The union leader who however drew the attention of Kuku to some pertinent issues requiring her focus in 2025, declared: “I would love to recommend that efforts must be geared towards the eradication of touting and other anti-social activities; these irresponsible acts must be eliminated or reduced to its barest minimum, in collaboration with the office of the National Security Adviser. I believe that the number of military personnel in our airports are too many and cumbersome to manage.
“A drastic reduction and reengineering of their modus operandi is required for effective operations and passenger facilitation since it has been established over time that many of these personnel are actually part of the problems of our airports.
There should be constant dialogue among and between airline operators and stakeholders on mutually beneficial business relationship lest the airline operators kill the industry with high airfares and sundry unfair labour practices which tends to create avoidable tensions.

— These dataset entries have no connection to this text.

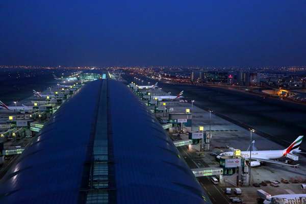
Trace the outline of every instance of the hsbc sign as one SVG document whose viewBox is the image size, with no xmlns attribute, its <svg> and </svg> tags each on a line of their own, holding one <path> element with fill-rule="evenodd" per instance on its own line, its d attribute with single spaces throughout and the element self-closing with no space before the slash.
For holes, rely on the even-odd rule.
<svg viewBox="0 0 306 204">
<path fill-rule="evenodd" d="M 241 159 L 225 160 L 225 167 L 237 167 L 241 165 Z"/>
<path fill-rule="evenodd" d="M 187 122 L 187 119 L 178 119 L 177 122 Z"/>
<path fill-rule="evenodd" d="M 203 133 L 192 133 L 192 137 L 191 139 L 201 139 L 203 138 L 204 134 Z"/>
</svg>

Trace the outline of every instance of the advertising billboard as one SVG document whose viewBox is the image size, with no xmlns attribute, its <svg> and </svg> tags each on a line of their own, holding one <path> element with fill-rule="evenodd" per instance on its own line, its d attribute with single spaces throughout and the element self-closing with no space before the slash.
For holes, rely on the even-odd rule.
<svg viewBox="0 0 306 204">
<path fill-rule="evenodd" d="M 241 165 L 241 159 L 229 159 L 225 160 L 225 168 L 237 167 Z"/>
<path fill-rule="evenodd" d="M 17 121 L 16 123 L 17 127 L 26 127 L 28 126 L 28 122 L 26 121 Z"/>
<path fill-rule="evenodd" d="M 47 107 L 46 106 L 40 106 L 39 107 L 38 107 L 38 110 L 42 111 L 46 111 Z"/>
<path fill-rule="evenodd" d="M 158 110 L 159 111 L 164 111 L 166 110 L 166 107 L 164 106 L 159 106 Z"/>
<path fill-rule="evenodd" d="M 204 133 L 192 133 L 192 137 L 191 139 L 201 139 L 203 138 Z"/>
<path fill-rule="evenodd" d="M 178 119 L 177 122 L 187 122 L 187 119 Z"/>
<path fill-rule="evenodd" d="M 249 83 L 250 86 L 256 86 L 257 85 L 256 76 L 257 76 L 257 73 L 250 73 L 250 81 Z"/>
</svg>

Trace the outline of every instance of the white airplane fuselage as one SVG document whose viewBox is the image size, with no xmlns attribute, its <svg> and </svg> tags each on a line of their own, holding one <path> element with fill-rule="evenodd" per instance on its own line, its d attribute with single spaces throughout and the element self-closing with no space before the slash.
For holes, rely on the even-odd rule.
<svg viewBox="0 0 306 204">
<path fill-rule="evenodd" d="M 266 159 L 275 159 L 286 156 L 285 150 L 270 150 L 261 151 L 252 151 L 251 159 L 254 158 L 263 158 Z M 224 156 L 233 156 L 233 152 L 227 151 L 223 152 Z M 250 151 L 241 151 L 240 155 L 243 156 L 245 159 L 250 159 Z M 254 160 L 256 160 L 254 159 Z"/>
<path fill-rule="evenodd" d="M 184 98 L 184 96 L 151 96 L 151 98 L 155 99 L 157 98 L 157 99 L 159 101 L 161 100 L 174 100 L 175 99 L 180 99 Z"/>
<path fill-rule="evenodd" d="M 32 110 L 33 109 L 33 107 L 27 107 L 27 106 L 17 106 L 17 107 L 15 107 L 15 106 L 7 106 L 7 107 L 8 108 L 8 109 L 9 109 L 10 111 L 15 111 L 15 110 L 17 110 L 16 111 L 19 111 L 20 112 L 20 110 L 24 110 L 24 111 L 27 112 L 27 111 L 29 111 L 30 110 Z M 3 109 L 3 108 L 2 108 L 2 107 L 1 107 L 0 108 Z M 4 109 L 5 110 L 6 109 Z"/>
<path fill-rule="evenodd" d="M 300 203 L 300 197 L 306 197 L 306 194 L 283 194 L 276 195 L 264 201 L 265 204 L 272 204 L 274 198 L 279 198 L 285 204 Z"/>
<path fill-rule="evenodd" d="M 139 89 L 155 89 L 155 87 L 158 87 L 157 86 L 138 86 Z"/>
</svg>

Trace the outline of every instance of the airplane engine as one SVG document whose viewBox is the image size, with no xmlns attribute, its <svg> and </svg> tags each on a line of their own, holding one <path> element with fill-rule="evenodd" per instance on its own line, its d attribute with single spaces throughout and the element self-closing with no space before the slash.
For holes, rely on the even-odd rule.
<svg viewBox="0 0 306 204">
<path fill-rule="evenodd" d="M 260 162 L 256 161 L 251 162 L 251 166 L 260 166 Z"/>
</svg>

“For more security measures, I advocate for a review of the current operational manual of the Aviation Security Directorate. For many years, personnel in that directorate were made to overwork outside the purview of the law with no compensation at all for working more than the required hours daily and monthly. This must stop in order to give room for improvement in their service delivery and further create job opportunities for Nigerians.
“For FAAN to live up to its billings, the powerhouse of FAAN is its Engineering Directorate where you have Civil/Building, Electrical/Electronics, etc. If more attention is paid to the Directorate and personnel are encouraged and motivated, most jobs given out as contracts will be reduced because these FAAN personnel are great at their jobs but contracting out their jobs has almost killed their morale. There is no job they cannot handle.
“As they say, good soup costs money and as you lay your bed, so you lie on it. FAAN has whatever it takes to excel in its business development drive in the new year, but only if it makes itself attractive to investors, dealing with them transparently and avoid legal tangles as we have seen in the past.”